Photo by Navdeep Singh Dhillon
So Kavi will be 3 months old next week. And lucky for me, I have the privilege of being able to work from home, so I've gotten to spend pretty much all day, every day with my little one.
But because I work for myself, I haven't really had a maternity leave at all. And I've come to the realization that I really haven't been away from the baby for more than a few hours.
This has been an adventure unlike any other I've had before. And it's been really, really hard balancing the baby's needs with my work as a freelance writer, but I've managed. Still, everyone needs a break once in a while. Which was why I was really looking forward to going to my annual writer's conference last week. (I was pregnant with Kavi at the last one!)
It's one of those things people do to grow their businesses, to recharge and reinvigorate, and to meet with contacts and others in the same position, so it's something I had planned and scheduled before Kavya was born. But after the baby came, I pretty much forgot about it. So it sort of snuck up on me last week, when I made a mad dash to prep for the conference. And that's when it struck me that I hadn't left Kavi for longer than a few hours yet, even though she's almost 3 months old.
My conference wasn't far -- just a short trek to Manhattan's Upper East Side. But leaving my apartment early that morning, with my husband and the baby still tucked snuggly into bed, I felt like I was traveling cross-country. And I knew that my husband would be fine with the baby. He had a good stash of breast milk in the fridge, he was superbly adept at changing diapers, and Kavi is definitely a daddy's girl. They had a great time playing all day. But it was still rough -- on me.
Once I got to the conference, I sort of felt like I was back in my element, hanging out with fellow writers, gaining insights from panelists, schmoozing even. I hadn't done it in so long, it was almost refreshing. But I did miss Kavi and I checked in a few times during the day.
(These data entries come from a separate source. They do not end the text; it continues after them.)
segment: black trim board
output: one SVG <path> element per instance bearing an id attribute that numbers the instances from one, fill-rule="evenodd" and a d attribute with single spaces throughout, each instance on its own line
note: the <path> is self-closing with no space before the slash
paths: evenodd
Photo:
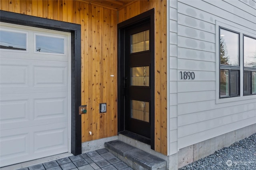
<path id="1" fill-rule="evenodd" d="M 154 30 L 155 28 L 155 9 L 153 8 L 148 11 L 144 12 L 138 16 L 135 16 L 131 18 L 125 20 L 121 23 L 118 24 L 118 132 L 123 134 L 129 134 L 128 132 L 124 132 L 124 107 L 122 106 L 122 103 L 124 103 L 124 90 L 123 87 L 124 86 L 124 61 L 123 56 L 125 55 L 125 47 L 123 42 L 125 41 L 125 30 L 126 28 L 132 26 L 136 25 L 140 23 L 143 22 L 145 20 L 149 20 L 150 22 L 150 27 L 152 30 Z M 150 37 L 153 40 L 153 43 L 150 44 L 150 52 L 151 56 L 154 56 L 154 32 L 152 31 L 150 33 Z M 155 63 L 154 57 L 152 57 L 151 63 Z M 153 68 L 154 71 L 152 72 L 154 73 L 154 67 Z M 151 88 L 151 101 L 154 101 L 154 75 L 153 78 L 151 79 L 150 84 L 153 85 Z M 152 107 L 151 111 L 150 121 L 152 123 L 150 129 L 150 146 L 152 149 L 154 150 L 155 145 L 155 127 L 154 127 L 154 105 Z M 129 135 L 128 135 L 129 136 Z M 134 135 L 130 135 L 132 137 Z M 138 139 L 137 138 L 137 139 Z M 142 141 L 142 142 L 143 141 Z M 147 142 L 144 142 L 146 143 Z"/>
<path id="2" fill-rule="evenodd" d="M 0 10 L 0 22 L 71 34 L 71 153 L 82 153 L 81 115 L 81 26 Z"/>

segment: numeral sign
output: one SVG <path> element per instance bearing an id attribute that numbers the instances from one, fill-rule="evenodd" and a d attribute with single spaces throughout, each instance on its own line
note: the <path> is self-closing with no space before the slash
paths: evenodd
<path id="1" fill-rule="evenodd" d="M 180 79 L 184 80 L 194 80 L 195 79 L 195 73 L 192 71 L 180 71 Z"/>

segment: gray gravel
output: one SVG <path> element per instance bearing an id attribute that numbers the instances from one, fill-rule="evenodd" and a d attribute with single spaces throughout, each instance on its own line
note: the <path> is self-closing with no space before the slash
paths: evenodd
<path id="1" fill-rule="evenodd" d="M 256 133 L 179 169 L 256 170 Z"/>

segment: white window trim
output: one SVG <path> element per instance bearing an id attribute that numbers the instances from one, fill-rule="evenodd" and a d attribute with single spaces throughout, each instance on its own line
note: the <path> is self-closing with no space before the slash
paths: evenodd
<path id="1" fill-rule="evenodd" d="M 237 25 L 236 25 L 237 26 Z M 252 32 L 249 32 L 241 28 L 238 28 L 234 24 L 229 23 L 229 24 L 220 22 L 216 20 L 216 103 L 222 103 L 228 102 L 232 102 L 236 101 L 240 101 L 244 100 L 255 99 L 256 96 L 255 95 L 244 96 L 244 35 L 255 37 L 256 31 L 251 30 Z M 240 34 L 240 95 L 234 97 L 230 97 L 224 98 L 220 98 L 220 27 L 226 28 L 228 29 L 239 32 Z"/>

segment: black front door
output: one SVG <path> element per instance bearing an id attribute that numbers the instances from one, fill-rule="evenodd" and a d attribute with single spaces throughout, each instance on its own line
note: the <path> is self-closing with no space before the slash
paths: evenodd
<path id="1" fill-rule="evenodd" d="M 125 35 L 125 129 L 150 138 L 150 22 L 127 29 Z"/>
<path id="2" fill-rule="evenodd" d="M 118 30 L 118 130 L 153 149 L 154 14 L 152 10 L 126 21 Z"/>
And I know, as she gets bigger and my business grows, that I'll have to be away from her more frequently. Especially if I decide to add grad school to the mix. Luckily, I have great support in my husband and my family -- plus lots of willing babysitters. Still, it's hard to reconcile being away from my baby as a fact of life, a circumstance that will actually make baby -- and mommy -- a happier person in the long run.
How did you deal with going back to work?